Here’s more info from our end:
LoRa Broker: TTN US West
Nodes : OTC RadioBridge
GWs : Laird Sentrius RG191
Spec : US 902-928 MHz (starting at LoRa sub band 2 typically for OTAA from 903.9 MHz channel 8 / 125 kHz to 905.3 MHz channel 15 / 125 kHz / center channel 904.6 MHz / 500 kHz :

EFthings01 · October 28, 2019, 12:09am

Hy Jeff,

as the packets show up in the gateway traffic console, the udp connection cannot be an issue here (Console shows only packets that have passed the UDP link) . And Fair Use Policy is not active at the moment (there is even no airtime counter in TTN).

So, I heard this might be an overload issue, but no details.

Sure, TTN is a springboard to TTI, but if TTN is loosing most of the packets, this is also no good promotion for TTI.

redwirelessus · October 28, 2019, 1:49pm

It seems we’re back to normal since about 2:40 AM EST after 4 hours of downtime last night :

You can see communication was in/out around 1 PM yesterday, then 5 PM, then 10 PM until almost 3 AM. I let TTN know and they’re looking into it as of last night.

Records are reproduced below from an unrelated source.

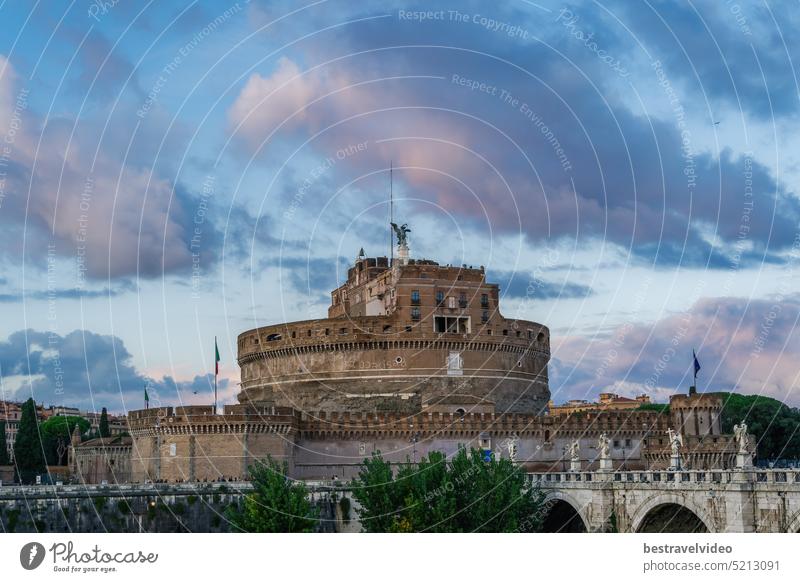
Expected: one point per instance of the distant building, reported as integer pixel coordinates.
(607, 401)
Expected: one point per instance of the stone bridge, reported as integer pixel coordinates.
(747, 500)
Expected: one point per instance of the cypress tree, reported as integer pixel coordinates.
(4, 460)
(104, 430)
(28, 455)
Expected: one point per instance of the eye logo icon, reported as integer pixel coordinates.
(31, 555)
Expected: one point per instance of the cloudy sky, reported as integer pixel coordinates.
(173, 172)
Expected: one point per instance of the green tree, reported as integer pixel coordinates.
(4, 460)
(104, 430)
(28, 453)
(775, 426)
(56, 434)
(464, 494)
(277, 504)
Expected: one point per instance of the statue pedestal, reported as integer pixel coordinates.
(402, 255)
(744, 461)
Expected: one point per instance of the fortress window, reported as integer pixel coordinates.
(442, 324)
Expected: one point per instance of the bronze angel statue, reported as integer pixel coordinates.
(402, 234)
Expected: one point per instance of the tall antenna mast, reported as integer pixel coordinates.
(391, 215)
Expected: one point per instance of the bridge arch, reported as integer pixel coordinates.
(666, 499)
(565, 514)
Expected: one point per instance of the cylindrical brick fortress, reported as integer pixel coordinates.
(414, 337)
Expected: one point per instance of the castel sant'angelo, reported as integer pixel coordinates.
(413, 357)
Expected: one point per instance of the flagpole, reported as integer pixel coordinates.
(391, 214)
(216, 372)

DeltaQ · October 30, 2019, 3:42pm

Same here…
We have a gateway with 30 devices and 5-min updates and a random 10% of those updates does arrive in the Gateway Traffic list (correctly labelled, indistinguishable from other payloads etc) but AFAICT not in the Application Data list and not on the MQTT API.

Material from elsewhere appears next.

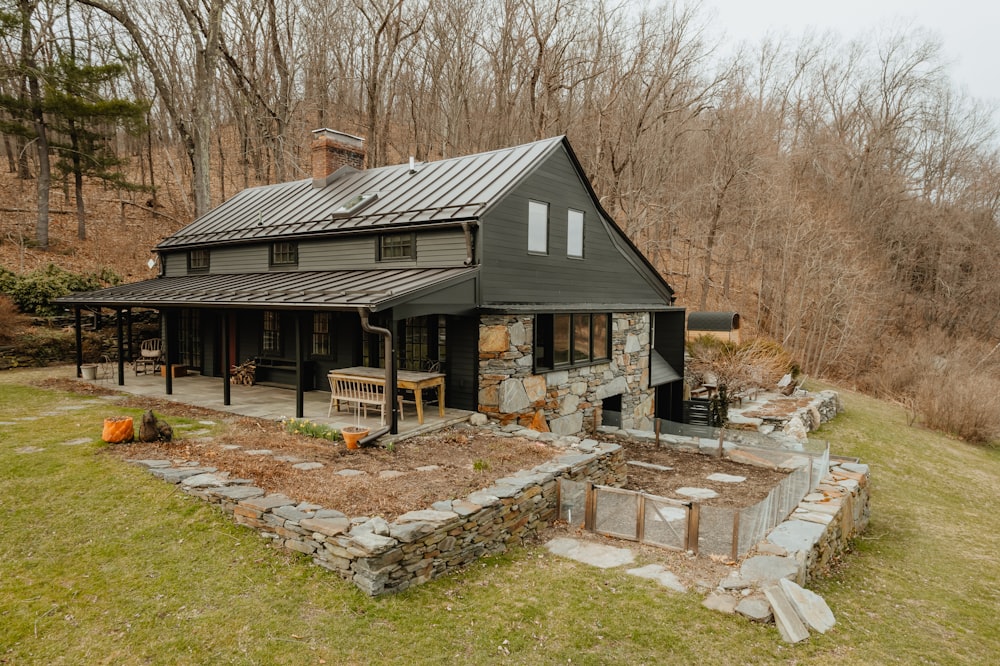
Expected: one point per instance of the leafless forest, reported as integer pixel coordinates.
(842, 195)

DeltaQ · October 30, 2019, 3:47pm

same issue?

ferfersan6 · October 31, 2019, 8:24am

Yes, seems the same. I am working with a GPS and it is losing packets since I started it (3 days). Sometimes it loses more, sometimes less. But all packets appear in the GW backend. Don’t know where the problem could be.

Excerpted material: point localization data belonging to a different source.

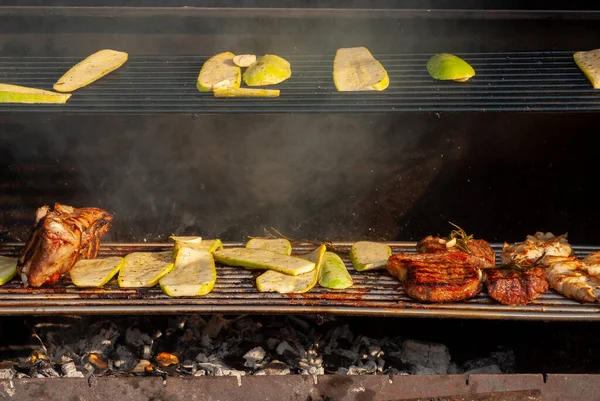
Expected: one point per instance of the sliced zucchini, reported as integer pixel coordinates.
(22, 94)
(267, 70)
(8, 269)
(95, 272)
(369, 255)
(194, 274)
(219, 72)
(261, 259)
(449, 67)
(145, 269)
(355, 69)
(91, 69)
(245, 92)
(334, 273)
(280, 245)
(272, 281)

DeltaQ · November 6, 2019, 11:22am

FYI: what we did to “solve” the issue is to add a Data Storage integration on the TTN Application and use the REST API on that storage instead of the MQTT interface.

EFthings01 · November 7, 2019, 5:06pm

Hy,

thank you very much, I did not know it exists. Did it really help?